30 May 2020 witnessed a historic moment when SpaceX’s space capsule, Crew Dragon, carrying astronauts Doug Hurley and Bob Behnken docked at the International Space Station (ISS). They returned on 2 August 2020 and became the first astronauts to do a space expedition in a space capsule developed by a private manufacturer.

While explaining the atmospheric entry of Crew Dragon, the astronaut duo said that the space vehicle came “alive”, and it vibrated and shook. “I did record some audio of it, but it doesn’t sound like a machine. It sounds like an animal coming through the atmosphere with all the puffs that are happening from the thrusters and the atmospheric noise,” Behnken said during a virtual press conference held post-landing.

“The atmosphere starts to make noise, you can hear that rumble outside the vehicle and as the vehicle tries to control, you feel a little bit of that shimmy in your body.”

Behnken explained that the sensation while riding down was “very much like getting hit in the back of the chair with a baseball bat, you know, just a crack”.

The space capsule undocked from the Space Station on Saturday, 1 August 2020, two months after they landed at the ISS. It plummeted through the earth’s atmosphere, gaining magnitude as it descended and plopped down in the Gulf of Mexico on Sunday, 2 August 2020.

The process of landing was a strenuous one. An hour before the touchdown, the space capsule ejected its trunk and fired its thrusters and exited from the orbit. Soon after entering the upper atmosphere, the outer surface of the Crew Dragon heated up, reaching a temperature of 3500 Fahrenheit. Close to landing, the capsule fired the parachutes and splashed down in the sea at 2.48 p.m. ET. The recovery vehicles deployed by SpaceX met the capsule soon after the water landing to get the astronauts out of the seawater.

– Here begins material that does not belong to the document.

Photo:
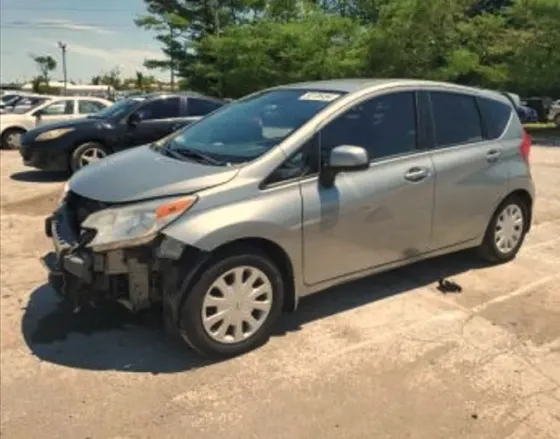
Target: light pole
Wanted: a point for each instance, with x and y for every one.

Hurley said that due to the stressful descend and scorches on the capsule, they couldn’t see anything clearly after landing. “[Atmospheric] reentry is a pretty demanding environment as you know with the different scorches on the vehicle, and the windows were not spared any of that,” The Verge quoted Hurley.

“The look out the windows, you could basically tell that it was daylight but very little else. So we didn’t really see anything clearly out of the windows until the SpaceX recovery crews got near with the fast boats, and then we can see a head or two out there.”

The duo stated that the simulations and trainings that helped them complete the mission successfully, without any “big surprises”.

Though the coast guard had laid down some restrictions for other boats at the landing site, boats thronged the touchdown site defying the warnings, creating much confusion to the retrieving crew. The successful completion of the mission opens the possibility of SpaceX Crew Dragon to be certified for regular space service.  The next mission is scheduled for September this year. The Space Shuttle program veterans Behnken and Hurley had been coaching with SpaceX for the last five years.